The grill is there to comply with canon 964 but in many instances, it actually falls short of being in compliance for lack of being “fixed” – which is the value that is higher than providing any sense of anonymity.

The canon is not addressing anonymity. There are confessionals that do obfuscate the face of the person confessing – I have encountered more of them in visiting the United States that I have seen throughout Europe. Often involves the use of slats or of a cloth over the grate of the confessional.

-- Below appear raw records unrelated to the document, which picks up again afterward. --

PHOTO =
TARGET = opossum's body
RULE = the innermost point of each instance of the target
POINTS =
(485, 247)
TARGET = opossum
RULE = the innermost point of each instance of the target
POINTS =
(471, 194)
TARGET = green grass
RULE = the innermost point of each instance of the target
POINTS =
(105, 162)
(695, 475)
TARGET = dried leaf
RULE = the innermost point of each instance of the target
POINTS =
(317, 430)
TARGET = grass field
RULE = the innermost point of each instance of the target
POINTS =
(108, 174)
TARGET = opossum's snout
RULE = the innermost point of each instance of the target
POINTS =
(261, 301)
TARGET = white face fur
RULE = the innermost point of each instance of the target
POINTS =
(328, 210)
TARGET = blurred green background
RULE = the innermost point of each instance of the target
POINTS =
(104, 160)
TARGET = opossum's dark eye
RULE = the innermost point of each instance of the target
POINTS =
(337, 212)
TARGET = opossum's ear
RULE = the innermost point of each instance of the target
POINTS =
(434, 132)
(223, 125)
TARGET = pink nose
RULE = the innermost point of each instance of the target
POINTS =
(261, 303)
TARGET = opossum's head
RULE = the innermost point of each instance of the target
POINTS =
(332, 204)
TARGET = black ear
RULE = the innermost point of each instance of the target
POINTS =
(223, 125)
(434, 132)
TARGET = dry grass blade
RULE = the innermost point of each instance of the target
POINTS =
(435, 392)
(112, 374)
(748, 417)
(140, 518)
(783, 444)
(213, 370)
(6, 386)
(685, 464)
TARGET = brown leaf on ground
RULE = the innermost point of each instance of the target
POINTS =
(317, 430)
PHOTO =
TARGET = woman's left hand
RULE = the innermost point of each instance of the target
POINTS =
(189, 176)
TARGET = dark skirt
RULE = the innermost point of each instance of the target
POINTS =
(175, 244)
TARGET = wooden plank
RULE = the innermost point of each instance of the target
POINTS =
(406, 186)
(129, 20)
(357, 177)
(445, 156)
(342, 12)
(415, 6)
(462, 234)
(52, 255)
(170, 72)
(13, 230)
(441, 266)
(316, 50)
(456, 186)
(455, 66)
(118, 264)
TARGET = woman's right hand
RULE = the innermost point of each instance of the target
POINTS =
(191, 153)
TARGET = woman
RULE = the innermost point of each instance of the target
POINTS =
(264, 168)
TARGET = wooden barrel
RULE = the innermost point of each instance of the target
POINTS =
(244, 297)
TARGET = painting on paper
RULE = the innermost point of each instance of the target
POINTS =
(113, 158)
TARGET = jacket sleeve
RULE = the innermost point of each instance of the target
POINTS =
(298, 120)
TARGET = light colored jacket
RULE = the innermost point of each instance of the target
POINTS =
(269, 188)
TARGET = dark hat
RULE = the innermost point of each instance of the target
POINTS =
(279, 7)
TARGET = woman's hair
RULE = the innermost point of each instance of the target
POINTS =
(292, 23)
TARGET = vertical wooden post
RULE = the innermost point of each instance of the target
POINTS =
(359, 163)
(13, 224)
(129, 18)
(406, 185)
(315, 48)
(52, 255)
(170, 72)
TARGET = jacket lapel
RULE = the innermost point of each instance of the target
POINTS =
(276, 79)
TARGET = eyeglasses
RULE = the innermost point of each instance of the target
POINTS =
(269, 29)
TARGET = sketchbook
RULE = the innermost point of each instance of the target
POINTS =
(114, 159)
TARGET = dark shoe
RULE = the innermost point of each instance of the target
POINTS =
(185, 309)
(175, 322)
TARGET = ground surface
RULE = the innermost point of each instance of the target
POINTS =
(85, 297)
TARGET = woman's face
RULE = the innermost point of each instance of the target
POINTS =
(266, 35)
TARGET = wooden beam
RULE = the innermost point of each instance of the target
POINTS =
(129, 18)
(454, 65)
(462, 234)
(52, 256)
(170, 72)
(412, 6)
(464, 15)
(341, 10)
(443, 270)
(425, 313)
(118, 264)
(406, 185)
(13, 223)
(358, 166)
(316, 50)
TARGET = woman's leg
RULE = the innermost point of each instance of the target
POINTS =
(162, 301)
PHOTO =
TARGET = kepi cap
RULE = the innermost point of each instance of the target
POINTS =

This photo from a parish in Canada shows the level of opacity that is what I typically experience in confessionals where I am a confessor.

 
I have a mid century side chair with caning on the sides. I call it the “grille seat” 🙂
 
I’m lucky enough to live near a chapel that offers confession for about 5-6 hours per day, 6 days a week. As long as I time it correctly, usually from about an hour after the last morning Mass up to about 90 minutes before the first evening Mass, I can walk in and out without being seen by anyone. I’m like a penitential ninja spy :male_detective:.
 
None of the traditional confessionals I’m familiar with would have allowed abuse since the priest was enclosed in a box with no physical access to the penitent beyond his/her voice.
This is exactly the type of confessionals which we had in my former parish. They were essentially 3 separate rooms, with a fixed grille on either side of the priest. Each confessional also had a opaque curtain both on the penitent’s side and the priest’s side. These were new confessionals, not old ones, well lit, spacious, where one could either kneel or sit. The priest and penitent had no access to each other except by voice. The parish was large and the lines were long; I doubt that the priest could recognize every voice even if he had wanted to, which he didn’t.
 
I’ve seen some windows in the door but they are like stained glass. Others are doors with padding on them like carpet so you can’t hear the penitent. I haven’t seen glass doors but I do see stained glass in confessional doors a lot
 
Worst one I’ve ever seen, in a little historical country Church. A glass box with a door and two chairs in the middle. Just sitting there, in the middle of an open space, not a blind or drape or frosted glass. Glass box, two chairs, a door.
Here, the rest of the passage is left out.